# Erfahrungen mit Wildsau Enduro?



## BAMBAM (2. September 2006)

Hallo, ich würde mich für eine Wildsau Enduro interessieren . Denke das Bike wäre richtig für mich, da ich überwiegend in den Alpen und auf Singeltrails unterwegs bin. 

Hat jemand von euch Erfahrungen mit einer Enduro bezgl. Alpencorss gemacht? Wippt Sie sehr, oder hat man das Gefühl Kraft in die Federwege zu verschießen? 

Das Gewicht dürft sich ruhig so um die 15-16kg einpändeln, da ich selbst 119kg stemme. 

Was ich benötigen würde wäre eine Ausfallende für die Speedhub! Weiß jemand ob die Aufpreis kostet?
Außerdem sollte das Oberrohr nicht zu kurz sein, da ich 1,96m groß bin aber nur 85cm Beininnenlänge hab.


----------



## Salzi (9. September 2006)

HAllo BAMBAM, unter http://www.alutech-bikes.com/de/frames/wildsau_enduro.html findest Du die Geometriedaten der Enduro. In der Preisliste http://www.alutech-bikes.com/de/preisliste/index.html steht bei "Sonderartikel, Aufpreise" das der Zuggegenhalter für Rohloffnaben 29,90 Aufpreis kostet.


----------



## MTB-News.de




----------



## free.rider (21. September 2006)

Hi BAMBAM,

also mit Alpencross weis ich nicht ob das so funktioniert. Ich habe mein Enduro schon relativ "leicht" aufgebaut. Es bringt trotzdem fast 18 Kg auf die Waage. Habe allerdings eine Marzocchi 66 Light Gabel und ein FOX Vanillia RC verbaut. Da kann man sicherlich noch Gewicht einsparen. Mit einem Plattform Dämpfer bekomst Du das Wippen auch in den Griff. Ansonsten ist es ein geiles Bike. Ich kurbel mich das auch fast jeden Berg mit hoch. Dauert halt ein wenig länger bist Du oben bist


----------



## der-tick.de (21. September 2006)

Also mit Enduroparts solltest du weit unter 18kg kommen... Auch mit Rohloff.
Meine Sau wiegt mit Tourenlaufradsatz ca. 17kg und ich hab ne Wildsau Team mit 888er und Fox DHX 5.


----------



## Heiko_München (21. September 2006)

....wegen ner tourentauglichen Endurosau, schau mal hier meine Sau

...wiegt zwar jetzt mit Big Bettys, anderen Bremsen (Magura Louise FR mit großen Scheiben), etc etwa 16,5 kg .... aber immer noch sehr gut für Trailtouren in den Alpen (mit Tragen) machbar!

   

Grüße
Heiko


----------



## THBiker (21. September 2006)

Leichte Laufräder und Reifen drauf und die Sau ist voll tourentauglich......ok....Marathon wirst du wahscheinlich nicht gewinnen!

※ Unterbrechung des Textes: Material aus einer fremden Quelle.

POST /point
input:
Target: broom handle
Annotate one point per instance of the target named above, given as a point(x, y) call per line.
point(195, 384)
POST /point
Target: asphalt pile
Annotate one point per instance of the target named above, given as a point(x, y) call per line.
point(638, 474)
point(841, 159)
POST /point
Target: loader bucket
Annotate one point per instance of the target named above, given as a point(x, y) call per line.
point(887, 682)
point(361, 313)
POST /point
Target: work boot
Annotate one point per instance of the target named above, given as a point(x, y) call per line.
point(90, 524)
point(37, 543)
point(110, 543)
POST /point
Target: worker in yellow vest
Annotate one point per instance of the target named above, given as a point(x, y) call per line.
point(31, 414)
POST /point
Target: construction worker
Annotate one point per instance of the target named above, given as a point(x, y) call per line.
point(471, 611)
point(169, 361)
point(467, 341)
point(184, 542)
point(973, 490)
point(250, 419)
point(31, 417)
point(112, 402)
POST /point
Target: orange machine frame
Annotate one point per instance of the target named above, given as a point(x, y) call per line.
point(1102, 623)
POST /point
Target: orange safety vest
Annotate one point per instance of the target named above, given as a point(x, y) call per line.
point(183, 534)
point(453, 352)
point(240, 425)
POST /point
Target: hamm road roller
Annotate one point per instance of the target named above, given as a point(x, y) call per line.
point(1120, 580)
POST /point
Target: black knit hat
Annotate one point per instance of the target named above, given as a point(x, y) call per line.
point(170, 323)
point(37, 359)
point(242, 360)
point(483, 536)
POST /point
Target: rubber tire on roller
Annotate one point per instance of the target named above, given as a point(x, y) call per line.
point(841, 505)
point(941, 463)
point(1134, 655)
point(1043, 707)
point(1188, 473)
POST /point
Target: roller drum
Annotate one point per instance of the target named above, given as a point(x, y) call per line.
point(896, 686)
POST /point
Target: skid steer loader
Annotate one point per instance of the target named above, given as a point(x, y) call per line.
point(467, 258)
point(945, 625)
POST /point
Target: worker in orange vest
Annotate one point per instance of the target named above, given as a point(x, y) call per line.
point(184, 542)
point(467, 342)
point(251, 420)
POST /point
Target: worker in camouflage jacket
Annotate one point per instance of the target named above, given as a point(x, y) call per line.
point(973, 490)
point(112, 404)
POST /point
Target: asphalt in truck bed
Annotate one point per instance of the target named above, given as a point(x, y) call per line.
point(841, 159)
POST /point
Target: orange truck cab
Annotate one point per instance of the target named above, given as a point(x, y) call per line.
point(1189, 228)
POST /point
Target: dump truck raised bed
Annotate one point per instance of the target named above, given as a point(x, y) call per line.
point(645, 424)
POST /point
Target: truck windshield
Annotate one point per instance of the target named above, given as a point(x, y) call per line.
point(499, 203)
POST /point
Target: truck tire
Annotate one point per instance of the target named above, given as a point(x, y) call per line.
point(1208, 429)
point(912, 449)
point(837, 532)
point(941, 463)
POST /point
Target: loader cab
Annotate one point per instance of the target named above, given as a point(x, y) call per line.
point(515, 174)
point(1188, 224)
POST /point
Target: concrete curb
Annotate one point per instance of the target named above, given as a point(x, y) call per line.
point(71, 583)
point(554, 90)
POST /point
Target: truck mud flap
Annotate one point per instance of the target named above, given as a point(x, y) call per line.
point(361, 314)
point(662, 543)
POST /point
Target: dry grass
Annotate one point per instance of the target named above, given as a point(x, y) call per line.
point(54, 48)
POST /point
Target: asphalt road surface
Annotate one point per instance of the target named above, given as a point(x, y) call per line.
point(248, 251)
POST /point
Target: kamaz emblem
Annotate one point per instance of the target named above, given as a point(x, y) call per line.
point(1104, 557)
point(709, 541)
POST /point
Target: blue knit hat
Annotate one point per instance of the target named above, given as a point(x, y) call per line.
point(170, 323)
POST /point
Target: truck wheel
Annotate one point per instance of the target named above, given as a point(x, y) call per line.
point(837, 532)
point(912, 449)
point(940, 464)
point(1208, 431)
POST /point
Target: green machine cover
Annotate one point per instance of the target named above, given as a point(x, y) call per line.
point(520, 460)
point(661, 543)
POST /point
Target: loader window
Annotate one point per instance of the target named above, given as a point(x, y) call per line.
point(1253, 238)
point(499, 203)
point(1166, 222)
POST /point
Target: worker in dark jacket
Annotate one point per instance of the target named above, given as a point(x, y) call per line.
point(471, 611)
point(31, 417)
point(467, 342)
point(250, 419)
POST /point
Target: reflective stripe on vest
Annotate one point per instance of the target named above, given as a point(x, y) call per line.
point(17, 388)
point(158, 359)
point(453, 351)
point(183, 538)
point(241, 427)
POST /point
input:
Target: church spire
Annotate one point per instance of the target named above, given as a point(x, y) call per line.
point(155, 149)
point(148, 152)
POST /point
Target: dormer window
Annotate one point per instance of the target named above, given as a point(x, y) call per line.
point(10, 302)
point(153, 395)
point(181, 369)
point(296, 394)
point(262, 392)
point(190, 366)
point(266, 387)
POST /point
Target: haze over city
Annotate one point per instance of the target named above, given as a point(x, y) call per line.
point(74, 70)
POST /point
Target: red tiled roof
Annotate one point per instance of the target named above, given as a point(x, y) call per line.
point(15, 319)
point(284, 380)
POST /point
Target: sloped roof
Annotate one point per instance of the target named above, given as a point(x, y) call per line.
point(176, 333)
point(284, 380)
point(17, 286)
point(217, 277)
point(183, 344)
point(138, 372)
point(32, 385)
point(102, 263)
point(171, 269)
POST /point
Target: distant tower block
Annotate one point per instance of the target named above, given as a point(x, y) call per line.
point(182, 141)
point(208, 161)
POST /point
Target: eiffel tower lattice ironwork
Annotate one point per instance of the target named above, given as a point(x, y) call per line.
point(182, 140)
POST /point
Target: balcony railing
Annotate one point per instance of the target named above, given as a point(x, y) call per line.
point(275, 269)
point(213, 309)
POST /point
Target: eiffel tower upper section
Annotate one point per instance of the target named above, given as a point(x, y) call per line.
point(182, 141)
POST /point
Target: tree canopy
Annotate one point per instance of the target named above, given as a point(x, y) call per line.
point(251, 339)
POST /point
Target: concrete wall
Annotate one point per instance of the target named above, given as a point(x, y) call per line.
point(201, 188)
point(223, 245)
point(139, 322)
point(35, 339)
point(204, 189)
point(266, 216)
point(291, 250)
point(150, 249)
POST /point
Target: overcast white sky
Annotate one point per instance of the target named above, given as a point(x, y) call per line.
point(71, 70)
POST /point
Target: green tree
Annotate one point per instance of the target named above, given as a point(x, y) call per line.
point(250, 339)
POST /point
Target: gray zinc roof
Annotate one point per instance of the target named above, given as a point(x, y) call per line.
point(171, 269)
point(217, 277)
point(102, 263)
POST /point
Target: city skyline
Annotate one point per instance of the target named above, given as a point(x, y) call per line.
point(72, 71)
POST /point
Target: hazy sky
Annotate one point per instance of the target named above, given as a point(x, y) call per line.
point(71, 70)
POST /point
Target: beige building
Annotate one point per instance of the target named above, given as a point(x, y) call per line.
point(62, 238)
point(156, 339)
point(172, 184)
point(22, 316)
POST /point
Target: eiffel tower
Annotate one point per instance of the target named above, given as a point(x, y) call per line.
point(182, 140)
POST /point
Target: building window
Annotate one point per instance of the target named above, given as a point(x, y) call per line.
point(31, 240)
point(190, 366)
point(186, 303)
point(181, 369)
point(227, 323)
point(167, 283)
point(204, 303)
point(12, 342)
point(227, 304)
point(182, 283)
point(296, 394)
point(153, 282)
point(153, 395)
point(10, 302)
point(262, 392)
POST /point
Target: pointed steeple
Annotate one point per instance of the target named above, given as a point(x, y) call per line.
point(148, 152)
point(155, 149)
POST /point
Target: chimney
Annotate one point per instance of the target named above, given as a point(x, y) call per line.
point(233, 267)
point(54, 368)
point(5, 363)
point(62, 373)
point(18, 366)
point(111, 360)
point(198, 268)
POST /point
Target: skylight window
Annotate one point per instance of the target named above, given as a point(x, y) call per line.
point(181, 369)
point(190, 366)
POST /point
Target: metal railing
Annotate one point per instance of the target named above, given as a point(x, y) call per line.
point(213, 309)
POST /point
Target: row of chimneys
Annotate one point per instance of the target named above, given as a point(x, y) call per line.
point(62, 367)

Alpentouren habe ich mit meiner Sau auch gemacht......ging überraschend gut! Also mit leichtem Aufbau....Luftdämpfer und Gabel....leichte Parts....etc, denke ich, dann sind 15 kg drin! Ich bin mit meiner allerding bei 18-19kg, hab jedoch auch nicht gespart! Touren bis 1500 Hm sind trotzdem drin...ok, ich bin dann etwas platter als der rest 

hier mal meine, noch mit altem Setup


----------



## TinglTanglTom (21. September 2006)

schon cool wie weit man das gewicht dennoch mit leicht parts drücken kann.
ich bekomm meine hardride z.b. nicht unter 17,5...


----------



## THBiker (21. September 2006)

allein wenn ich leichte Laufräder und Reifen draufmachen würde, würde ich wohl 1,5 kg sparen   
naja Luftgabel und Dämpfer....nochmal 1-1,5 kg oder


----------



## axel123 (21. September 2006)

hallo,

meine wiegt 15,5 kg in xxl mit rohloff nabe....

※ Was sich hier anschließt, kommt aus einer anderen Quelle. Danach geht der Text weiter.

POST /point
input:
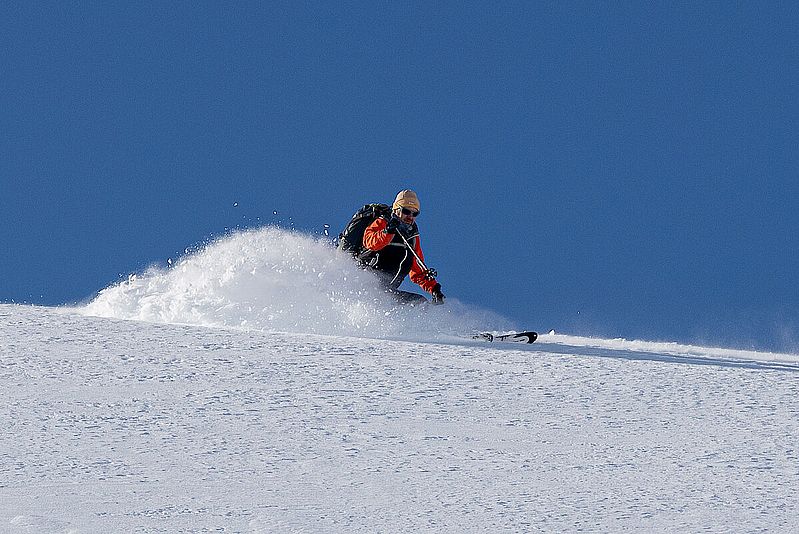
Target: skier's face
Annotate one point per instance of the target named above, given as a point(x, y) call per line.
point(406, 215)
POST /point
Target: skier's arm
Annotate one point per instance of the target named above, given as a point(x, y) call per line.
point(374, 237)
point(418, 276)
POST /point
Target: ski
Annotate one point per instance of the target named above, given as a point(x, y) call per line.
point(514, 337)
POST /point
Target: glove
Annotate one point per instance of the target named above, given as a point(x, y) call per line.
point(392, 227)
point(438, 296)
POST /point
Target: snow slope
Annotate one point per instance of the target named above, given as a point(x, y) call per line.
point(233, 408)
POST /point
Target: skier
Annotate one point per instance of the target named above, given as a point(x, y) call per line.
point(390, 247)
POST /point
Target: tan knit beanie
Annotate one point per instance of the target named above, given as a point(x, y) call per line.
point(407, 199)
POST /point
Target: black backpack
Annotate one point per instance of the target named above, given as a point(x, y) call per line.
point(351, 238)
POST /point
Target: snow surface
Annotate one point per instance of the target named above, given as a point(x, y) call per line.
point(258, 386)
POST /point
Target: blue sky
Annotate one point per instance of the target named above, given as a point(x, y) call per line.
point(625, 170)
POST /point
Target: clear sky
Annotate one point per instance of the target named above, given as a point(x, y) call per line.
point(625, 169)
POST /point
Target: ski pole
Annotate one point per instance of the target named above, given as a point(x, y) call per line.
point(431, 273)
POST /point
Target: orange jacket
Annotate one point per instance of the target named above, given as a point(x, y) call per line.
point(374, 238)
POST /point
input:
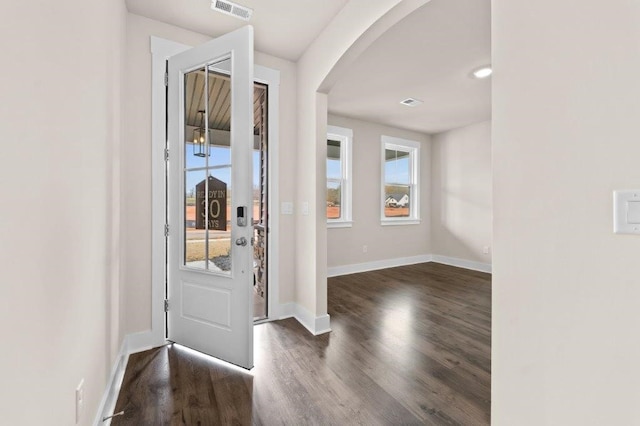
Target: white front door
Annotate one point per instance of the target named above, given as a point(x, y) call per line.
point(210, 203)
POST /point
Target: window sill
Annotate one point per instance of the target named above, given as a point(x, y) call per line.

es ist also manchmal mehr drin, als man denkt


----------



## BAMBAM (25. September 2006)

Hi,

das hört sich vielversprechend an. Jetzt stellt sich nur noch die Frage ob ich das Bike mit einem Luftdämpfer ausstatten kann?

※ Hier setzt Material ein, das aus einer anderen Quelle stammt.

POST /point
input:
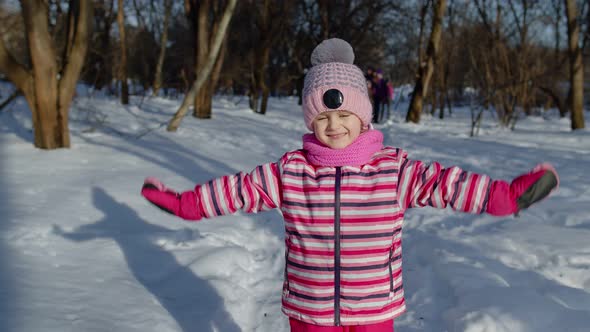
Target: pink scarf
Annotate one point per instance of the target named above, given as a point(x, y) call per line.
point(357, 153)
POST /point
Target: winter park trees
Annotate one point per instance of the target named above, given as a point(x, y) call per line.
point(49, 84)
point(511, 58)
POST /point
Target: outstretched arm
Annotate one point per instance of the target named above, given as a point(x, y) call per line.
point(436, 186)
point(257, 191)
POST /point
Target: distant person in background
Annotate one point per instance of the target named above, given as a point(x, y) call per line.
point(389, 87)
point(379, 96)
point(343, 197)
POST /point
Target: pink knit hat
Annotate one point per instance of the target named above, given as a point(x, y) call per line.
point(334, 83)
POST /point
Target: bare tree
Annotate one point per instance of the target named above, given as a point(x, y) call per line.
point(426, 67)
point(122, 72)
point(47, 87)
point(203, 74)
point(576, 66)
point(163, 41)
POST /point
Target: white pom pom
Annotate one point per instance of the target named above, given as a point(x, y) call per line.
point(332, 50)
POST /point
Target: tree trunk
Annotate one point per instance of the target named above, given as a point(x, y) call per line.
point(123, 59)
point(576, 67)
point(203, 74)
point(203, 110)
point(427, 66)
point(163, 41)
point(47, 90)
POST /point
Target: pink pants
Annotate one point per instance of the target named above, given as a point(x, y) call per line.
point(299, 326)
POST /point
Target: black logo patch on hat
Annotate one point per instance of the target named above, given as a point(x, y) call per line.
point(333, 98)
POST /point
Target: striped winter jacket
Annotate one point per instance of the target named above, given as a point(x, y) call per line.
point(343, 226)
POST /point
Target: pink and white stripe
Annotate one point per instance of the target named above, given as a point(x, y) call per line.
point(373, 199)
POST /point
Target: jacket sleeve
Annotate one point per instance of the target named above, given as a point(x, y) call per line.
point(433, 185)
point(251, 192)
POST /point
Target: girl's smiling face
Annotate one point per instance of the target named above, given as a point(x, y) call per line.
point(337, 129)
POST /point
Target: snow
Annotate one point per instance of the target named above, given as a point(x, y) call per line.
point(81, 250)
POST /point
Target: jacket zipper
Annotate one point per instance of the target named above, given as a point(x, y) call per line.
point(287, 266)
point(390, 270)
point(337, 247)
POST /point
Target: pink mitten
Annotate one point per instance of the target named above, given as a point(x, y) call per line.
point(183, 205)
point(523, 191)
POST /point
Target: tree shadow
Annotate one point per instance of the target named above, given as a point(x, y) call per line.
point(190, 300)
point(10, 297)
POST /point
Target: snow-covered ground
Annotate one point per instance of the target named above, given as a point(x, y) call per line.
point(81, 250)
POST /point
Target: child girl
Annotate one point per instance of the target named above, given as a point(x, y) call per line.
point(343, 197)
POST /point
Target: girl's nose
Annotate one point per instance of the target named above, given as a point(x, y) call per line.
point(333, 123)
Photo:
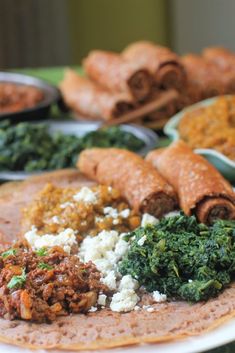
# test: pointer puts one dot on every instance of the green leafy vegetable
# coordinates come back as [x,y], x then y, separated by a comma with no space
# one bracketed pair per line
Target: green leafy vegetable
[182,258]
[42,251]
[10,252]
[44,266]
[31,147]
[17,281]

120 kg und Luft was meint Ihr dazu?

Vorneweg ich droppe nicht, bin selbstständig und sollte mir nichts brechen, daher laß ich von den ganz harten Sachen die Finger weg. 

Mfg Werner Friedl


----------



## THBiker (25. September 2006)

BAMBAM schrieb:


> Vorneweg ich droppe nicht, bin selbstständig und sollte mir nichts brechen, daher laß ich von den ganz harten Sachen die Finger weg.
> 
> Mfg Werner Friedl



Ok....weiß zwar nicht wie der Zusammenhang zwischen selbstständig, brechen und droppen besteht ...man kann sich auch bei einfachen Sachen die Knochen brechen...ich kann ein Lied davon singen   


aber ich denke ein Luftdämpfer ist möglich...zum Touren sowieso! Frag doch am besten mal den Jürgen, der kennt doch seine Bikes


----------



## MTB-News.de




----------



## axel123 (25. September 2006)

BAMBAM schrieb:


> 120 kg und Luft was meint Ihr dazu?



also 125 kg und dhx air funktionieren 

du hast sogar eher ein problem, wenn du es mit stahlfeder versuchst, da du bei deinem gewicht und mit dem übersetzungsverhältnis der sau eine abgefahren harte feder brauchst. 
bei toxoholics gibt´s dazu auch einen spring rate calculator, der auch den benötigten luftdruck für den dämpfer anzeigt...


----------